The Council of Canadians has taken the issue to court, including an ongoing Charter Challenge, but those won't affect the upcoming election. That means there's only one way to lessen the effects: voter education.
Last night at the Malton Library, we contributed to that effort, with #VotePopUp, a voter education program for new Canadians.
Some weeks ago, I learned that one of our libraries had hosted this program, and jumped onboard. I worked with an amazing community organizer, who has a bit of funding from Samara Canada and Elections Canada, and copious amounts of know-how through the Peel Poverty Action Group and her own nonprofit, Building Up Our Communities.
I promoted the program through various community organizations in Malton, and by chance it was scheduled on the same night as a newcomer ESL class, known here as LINC: Language Instruction for Newcomers to Canada. These programs have been hit hard by Conservative and Liberal budget cuts (do you see a pattern here?), but thanks to dedicated teachers and social workers, they survive.
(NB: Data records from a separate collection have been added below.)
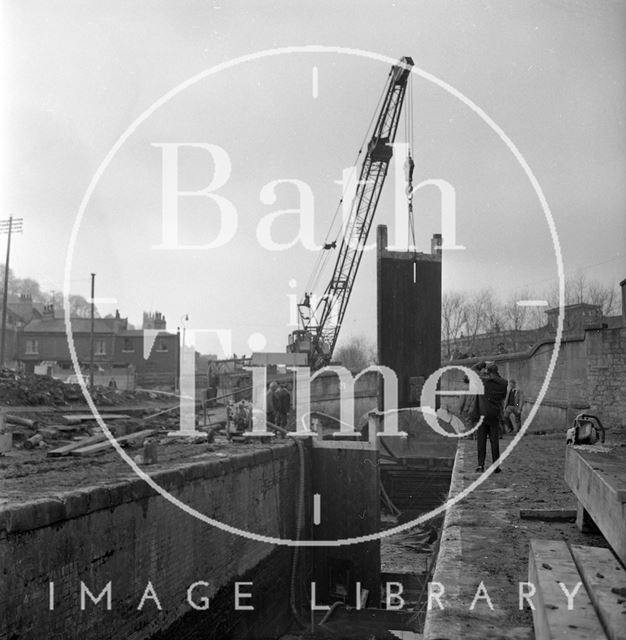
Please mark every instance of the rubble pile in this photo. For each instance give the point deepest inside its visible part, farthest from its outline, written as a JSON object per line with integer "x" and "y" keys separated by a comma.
{"x": 31, "y": 389}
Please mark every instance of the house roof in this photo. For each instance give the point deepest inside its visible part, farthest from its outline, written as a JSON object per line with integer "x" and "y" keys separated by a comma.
{"x": 79, "y": 325}
{"x": 139, "y": 333}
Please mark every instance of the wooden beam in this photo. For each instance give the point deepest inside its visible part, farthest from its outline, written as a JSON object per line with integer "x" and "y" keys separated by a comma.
{"x": 548, "y": 514}
{"x": 95, "y": 448}
{"x": 605, "y": 580}
{"x": 68, "y": 448}
{"x": 599, "y": 492}
{"x": 550, "y": 564}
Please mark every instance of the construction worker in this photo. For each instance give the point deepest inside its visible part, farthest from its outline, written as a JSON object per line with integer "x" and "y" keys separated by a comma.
{"x": 490, "y": 408}
{"x": 513, "y": 408}
{"x": 282, "y": 404}
{"x": 270, "y": 402}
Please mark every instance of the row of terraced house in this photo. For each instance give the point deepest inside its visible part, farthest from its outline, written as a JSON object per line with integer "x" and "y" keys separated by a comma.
{"x": 36, "y": 341}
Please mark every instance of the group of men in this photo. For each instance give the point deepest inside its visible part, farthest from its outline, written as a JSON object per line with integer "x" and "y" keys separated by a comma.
{"x": 500, "y": 407}
{"x": 278, "y": 401}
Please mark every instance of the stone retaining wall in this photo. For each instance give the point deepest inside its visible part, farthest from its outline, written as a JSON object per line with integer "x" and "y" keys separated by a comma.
{"x": 128, "y": 536}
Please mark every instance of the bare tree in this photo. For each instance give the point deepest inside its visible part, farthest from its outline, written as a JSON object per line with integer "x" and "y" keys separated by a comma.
{"x": 479, "y": 314}
{"x": 578, "y": 288}
{"x": 356, "y": 353}
{"x": 453, "y": 317}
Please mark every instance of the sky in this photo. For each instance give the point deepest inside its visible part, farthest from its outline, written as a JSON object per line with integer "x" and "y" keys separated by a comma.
{"x": 550, "y": 73}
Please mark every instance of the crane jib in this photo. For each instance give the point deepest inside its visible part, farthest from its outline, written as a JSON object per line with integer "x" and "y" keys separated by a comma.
{"x": 321, "y": 328}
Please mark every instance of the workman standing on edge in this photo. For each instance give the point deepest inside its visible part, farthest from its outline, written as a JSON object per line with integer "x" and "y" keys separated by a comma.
{"x": 490, "y": 408}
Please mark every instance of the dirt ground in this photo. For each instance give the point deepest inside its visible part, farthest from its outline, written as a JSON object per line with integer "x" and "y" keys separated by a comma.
{"x": 31, "y": 474}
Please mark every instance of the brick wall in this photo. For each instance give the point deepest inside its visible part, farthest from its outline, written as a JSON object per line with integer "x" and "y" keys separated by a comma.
{"x": 590, "y": 375}
{"x": 128, "y": 535}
So last night, 39 adults crowded into a room in the Malton Community Centre to talk about voting.
Why vote? Am I eligible to vote? Where do I vote? What ID do I need? How do I mark the ballot? ... and a few dozen similar questions were answered. Many of the students have voted in their original countries and are very keen to do so in Canada. Many of their original countries make voting much easier; others, more difficult.
The program is completely nonpartisan, of course. By another excellent coincidence, there is an all-candidates meeting in Malton tonight, the night following the program. We were able to distribute flyers and explain what would happen at that meeting.
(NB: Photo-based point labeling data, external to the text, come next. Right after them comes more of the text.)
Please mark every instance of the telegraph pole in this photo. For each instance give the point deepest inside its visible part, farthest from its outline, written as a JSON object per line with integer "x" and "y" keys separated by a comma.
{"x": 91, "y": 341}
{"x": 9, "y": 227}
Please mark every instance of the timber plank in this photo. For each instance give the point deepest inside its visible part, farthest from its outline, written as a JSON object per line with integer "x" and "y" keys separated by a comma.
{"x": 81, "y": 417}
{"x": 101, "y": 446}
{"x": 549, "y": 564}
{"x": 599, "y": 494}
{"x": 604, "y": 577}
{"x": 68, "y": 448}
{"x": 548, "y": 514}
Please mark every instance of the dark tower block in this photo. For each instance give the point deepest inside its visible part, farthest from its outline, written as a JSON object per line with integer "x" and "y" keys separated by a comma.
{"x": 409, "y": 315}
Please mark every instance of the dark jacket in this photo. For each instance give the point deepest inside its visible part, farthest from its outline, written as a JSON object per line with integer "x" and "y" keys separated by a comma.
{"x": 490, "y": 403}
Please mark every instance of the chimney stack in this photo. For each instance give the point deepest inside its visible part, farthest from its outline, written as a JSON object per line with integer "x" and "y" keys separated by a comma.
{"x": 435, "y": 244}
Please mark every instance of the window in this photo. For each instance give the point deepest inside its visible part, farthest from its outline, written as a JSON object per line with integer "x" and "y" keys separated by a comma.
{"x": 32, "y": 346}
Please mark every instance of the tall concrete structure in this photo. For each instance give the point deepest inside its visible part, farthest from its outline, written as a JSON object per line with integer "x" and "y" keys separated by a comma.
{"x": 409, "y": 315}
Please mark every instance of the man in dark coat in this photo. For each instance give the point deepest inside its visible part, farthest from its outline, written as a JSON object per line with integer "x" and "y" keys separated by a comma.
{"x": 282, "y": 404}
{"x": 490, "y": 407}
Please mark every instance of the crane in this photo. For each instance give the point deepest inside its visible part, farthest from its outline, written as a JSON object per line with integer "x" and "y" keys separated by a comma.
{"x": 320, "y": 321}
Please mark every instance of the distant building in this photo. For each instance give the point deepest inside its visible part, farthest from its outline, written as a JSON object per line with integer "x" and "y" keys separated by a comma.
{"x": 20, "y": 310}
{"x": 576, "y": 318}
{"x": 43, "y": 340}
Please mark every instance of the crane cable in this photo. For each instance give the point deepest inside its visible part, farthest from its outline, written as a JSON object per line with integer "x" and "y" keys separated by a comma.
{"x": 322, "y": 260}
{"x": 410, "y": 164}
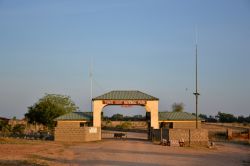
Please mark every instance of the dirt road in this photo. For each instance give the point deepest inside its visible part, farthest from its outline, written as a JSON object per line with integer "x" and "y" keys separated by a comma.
{"x": 121, "y": 152}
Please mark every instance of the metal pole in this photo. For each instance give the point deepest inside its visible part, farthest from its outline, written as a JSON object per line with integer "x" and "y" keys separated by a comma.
{"x": 196, "y": 83}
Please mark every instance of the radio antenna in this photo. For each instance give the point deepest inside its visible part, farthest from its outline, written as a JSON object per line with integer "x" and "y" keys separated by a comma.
{"x": 196, "y": 93}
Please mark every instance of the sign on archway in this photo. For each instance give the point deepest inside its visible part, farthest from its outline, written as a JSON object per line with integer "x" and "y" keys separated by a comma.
{"x": 126, "y": 98}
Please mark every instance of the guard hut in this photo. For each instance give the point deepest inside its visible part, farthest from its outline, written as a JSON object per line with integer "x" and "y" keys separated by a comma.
{"x": 76, "y": 127}
{"x": 178, "y": 120}
{"x": 179, "y": 128}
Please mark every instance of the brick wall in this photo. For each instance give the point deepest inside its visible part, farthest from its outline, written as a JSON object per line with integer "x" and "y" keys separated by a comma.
{"x": 72, "y": 132}
{"x": 189, "y": 136}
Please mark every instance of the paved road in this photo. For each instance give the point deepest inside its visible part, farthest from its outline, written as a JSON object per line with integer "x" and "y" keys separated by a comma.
{"x": 144, "y": 153}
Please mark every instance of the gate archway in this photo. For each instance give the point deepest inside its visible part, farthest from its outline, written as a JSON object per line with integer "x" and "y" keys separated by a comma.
{"x": 126, "y": 98}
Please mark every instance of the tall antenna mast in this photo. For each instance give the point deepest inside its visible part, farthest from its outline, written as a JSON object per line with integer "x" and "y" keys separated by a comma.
{"x": 196, "y": 76}
{"x": 91, "y": 81}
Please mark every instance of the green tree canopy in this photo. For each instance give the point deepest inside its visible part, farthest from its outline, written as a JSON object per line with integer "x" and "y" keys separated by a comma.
{"x": 177, "y": 107}
{"x": 48, "y": 108}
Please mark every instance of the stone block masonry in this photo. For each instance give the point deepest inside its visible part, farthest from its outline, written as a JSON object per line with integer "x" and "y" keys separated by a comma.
{"x": 191, "y": 137}
{"x": 70, "y": 132}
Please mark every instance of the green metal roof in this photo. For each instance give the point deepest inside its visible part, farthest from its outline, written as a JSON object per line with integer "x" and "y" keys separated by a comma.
{"x": 175, "y": 116}
{"x": 125, "y": 95}
{"x": 86, "y": 116}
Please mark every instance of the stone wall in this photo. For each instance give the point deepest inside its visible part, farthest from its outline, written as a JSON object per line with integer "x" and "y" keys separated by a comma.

The presenter had prepared a mock ballot, and students chose the issue most important to them: jobs, transit, education, healthcare, and so on. Jobs won by a landslide. Using that, I was able to demonstrate how this would tie in with an all-candidates meeting: "What will your party do to bring more jobs to my community?"
The library is the perfect place for a program like this. Our customers can use free, public computers to register to vote or look up their polling station. They can ask experts for free (and friendly!) help. They can use their library cards as a piece of voting ID. The public library is all about democracy and levelling the grossly unfair playing field. Voter education is naturally a piece of that picture.